Turley, who is a political liberal, was specifically addressing Obama’s unilateral waiver of various deadlines and regulations imposed by the Affordable Care Act, he also has labeled Obama an “Imperial President” over his nonrecess recess appointments that circumvent the Senate’s advise and consent role — a stance agreed with by two courts. He also mentioned Obama’s administrative “passage” of the DREAM Act and refusal to defend the Defense of Marriage Act.
Turley stated:
“Notably, the unilateral change occurred when legislation addressing this issue was being debated in Congress. Moreover, this change was made after an outcry over what many viewed as the central selling point of the President’s during the debate over the ACA: suggesting that, if people liked their current policies, they would be allowed to keep them. After securing passage of the ACA, however, on a thin vote margin, many accused the President of a bait-and-switch when millions lost their policies. I will leave others to work through the merits of that controversy. For my purposes, I am only interested in the fact that a key issue discussed during the debate over the legislation was unilaterally altered after passage. This is an obviously important part of the debate. The law does not expressly give the President the authority to waive the application of the provisions for selected groups. To the extent that the President was claiming that he had the authority to amend the law in this way, I fail again to see the legal basis for such authority.”
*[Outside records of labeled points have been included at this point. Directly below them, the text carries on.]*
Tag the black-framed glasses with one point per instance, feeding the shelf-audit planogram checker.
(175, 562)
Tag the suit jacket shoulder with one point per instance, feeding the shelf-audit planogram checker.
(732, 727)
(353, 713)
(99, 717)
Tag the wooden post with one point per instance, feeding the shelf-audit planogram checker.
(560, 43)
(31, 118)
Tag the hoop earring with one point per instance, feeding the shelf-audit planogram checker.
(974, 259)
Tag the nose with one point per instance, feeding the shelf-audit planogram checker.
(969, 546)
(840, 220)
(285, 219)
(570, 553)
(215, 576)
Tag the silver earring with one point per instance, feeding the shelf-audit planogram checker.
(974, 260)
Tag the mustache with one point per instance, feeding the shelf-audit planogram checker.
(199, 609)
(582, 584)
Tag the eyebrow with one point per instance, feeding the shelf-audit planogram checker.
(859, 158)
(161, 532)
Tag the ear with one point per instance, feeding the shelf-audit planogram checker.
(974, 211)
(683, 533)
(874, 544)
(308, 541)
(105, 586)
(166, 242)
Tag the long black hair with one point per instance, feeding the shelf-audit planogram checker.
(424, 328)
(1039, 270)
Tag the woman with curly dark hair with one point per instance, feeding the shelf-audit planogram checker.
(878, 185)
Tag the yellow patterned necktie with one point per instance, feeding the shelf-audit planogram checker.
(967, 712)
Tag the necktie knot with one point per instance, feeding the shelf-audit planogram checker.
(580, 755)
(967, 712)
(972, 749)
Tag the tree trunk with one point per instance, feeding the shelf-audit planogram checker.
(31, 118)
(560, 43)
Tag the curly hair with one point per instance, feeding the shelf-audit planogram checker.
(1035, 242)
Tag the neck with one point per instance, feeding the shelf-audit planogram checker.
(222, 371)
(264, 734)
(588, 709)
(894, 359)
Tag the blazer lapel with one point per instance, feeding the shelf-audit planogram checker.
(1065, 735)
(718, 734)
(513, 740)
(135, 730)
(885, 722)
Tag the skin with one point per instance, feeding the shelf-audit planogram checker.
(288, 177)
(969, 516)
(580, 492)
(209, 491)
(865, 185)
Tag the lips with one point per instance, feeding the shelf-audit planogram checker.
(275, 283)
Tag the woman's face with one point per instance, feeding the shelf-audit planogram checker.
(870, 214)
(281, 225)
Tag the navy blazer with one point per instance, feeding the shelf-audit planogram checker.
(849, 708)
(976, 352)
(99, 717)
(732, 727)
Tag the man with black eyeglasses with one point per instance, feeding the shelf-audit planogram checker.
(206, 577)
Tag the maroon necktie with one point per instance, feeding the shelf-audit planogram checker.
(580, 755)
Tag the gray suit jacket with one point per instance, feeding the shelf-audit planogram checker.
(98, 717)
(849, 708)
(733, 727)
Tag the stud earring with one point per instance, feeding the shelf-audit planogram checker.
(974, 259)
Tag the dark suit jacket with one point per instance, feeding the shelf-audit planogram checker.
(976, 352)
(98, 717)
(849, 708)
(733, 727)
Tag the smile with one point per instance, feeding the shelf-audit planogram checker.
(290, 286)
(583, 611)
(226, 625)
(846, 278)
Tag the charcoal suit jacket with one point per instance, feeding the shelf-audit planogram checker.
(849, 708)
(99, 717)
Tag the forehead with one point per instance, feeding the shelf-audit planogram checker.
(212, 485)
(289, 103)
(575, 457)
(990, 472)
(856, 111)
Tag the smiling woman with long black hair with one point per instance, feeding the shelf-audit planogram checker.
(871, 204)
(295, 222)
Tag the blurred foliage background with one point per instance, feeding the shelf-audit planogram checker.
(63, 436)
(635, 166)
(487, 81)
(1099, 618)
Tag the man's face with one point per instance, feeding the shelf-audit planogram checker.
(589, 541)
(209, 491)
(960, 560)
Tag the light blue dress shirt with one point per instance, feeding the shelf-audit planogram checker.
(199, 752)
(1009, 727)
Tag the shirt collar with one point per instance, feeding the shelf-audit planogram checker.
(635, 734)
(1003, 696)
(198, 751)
Turley quotes James Madison’s Federalist Paper No. 51 on separation of powers:
“But the great security against a gradual concentration of the several powers in the same department, consists in giving to those who administer each department the necessary constitutional means and personal motives to resist encroachments of the others. The provision for defense must in this, as in all other cases, be made commensurate to the danger of attack. Ambition must be made to counteract ambition.”
Ambition or imperial conceit?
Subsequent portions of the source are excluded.